Dr. Arnoldus Mateo van den Hurk Mir, general manager of the Renewable Energy and Mining International Observatory, said renewables use in the mining industry is “lower than in other industrial sectors.”
This “seems [like] nonsense,” he said. "Usually mining doesn’t have one of the big problems for renewables: lack of space.”
The mining industry has been slow to adopt renewable energy because of low commodity prices over the last five years. It is also hard to find renewable energy know-how in the sector, said van den Hurk Mir.
Nevertheless, there are signs that the situation is changing.
According to figures released at the Energy and Mines World Congress last November, global mining companies have installed around 943 megawatts of renewable energy, including 552 megawatts of wind power and 352 megawatts of PV.
Much of this capacity has been built in Latin America, where, for example, Chile’s Antofagasta Minerals has almost 192 megawatts of solar power and Mexico’s Industrias Penoles relies on 180 megawatts of wind capacity.

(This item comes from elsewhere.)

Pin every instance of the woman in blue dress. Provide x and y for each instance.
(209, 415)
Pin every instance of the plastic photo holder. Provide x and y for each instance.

In Australia, Sandfire Resources has 10.6 megawatts of solar PV and Rio Tinto has 9.2 megawatts of wind power, according to the Energy and Mines Global Rankings 2016 report. There is plenty of room for growth, van den Hurk Mir noted.
Every year, Australia’s mining industry consumes enough electricity to power the whole of Portugal, he said. If transportation fuel is added into the equation, the energy use is equivalent to Spain.
Switching more of that consumption to renewables could have a significant impact on the industry beyond simply reducing energy costs.
“There is a ‘hidden’ mining valuation increase, in the view of many analysts,” van den Hurk Mir said. “When an activity reduces opex and uncertainty and risks, this provokes a double increase of business valuation, both for the mine and for the mining company."
“This increase in corporate valuation has not yet been recorded in most mining balance sheets, due to lack of adequate key performance indicators and financial education," he said.
Van den Hurk Mir said such valuations would become more widely recognized “once analysts learn how to convert renewable kilowatt-hours into dollars per ton and dollars per share of value.”
There is some evidence that mining companies are already gaining a more holistic appreciation of clean energy.
Last month, for example, Glencore released a report on climate change considerations, which looked at the financial opportunities from low-carbon energy.
These include, for example, increasing demand for metals. “The growth of renewable energy in the form of wind and solar is a positive opportunity for our business, given both technologies require significant amounts of copper and aluminum for construction,” it said.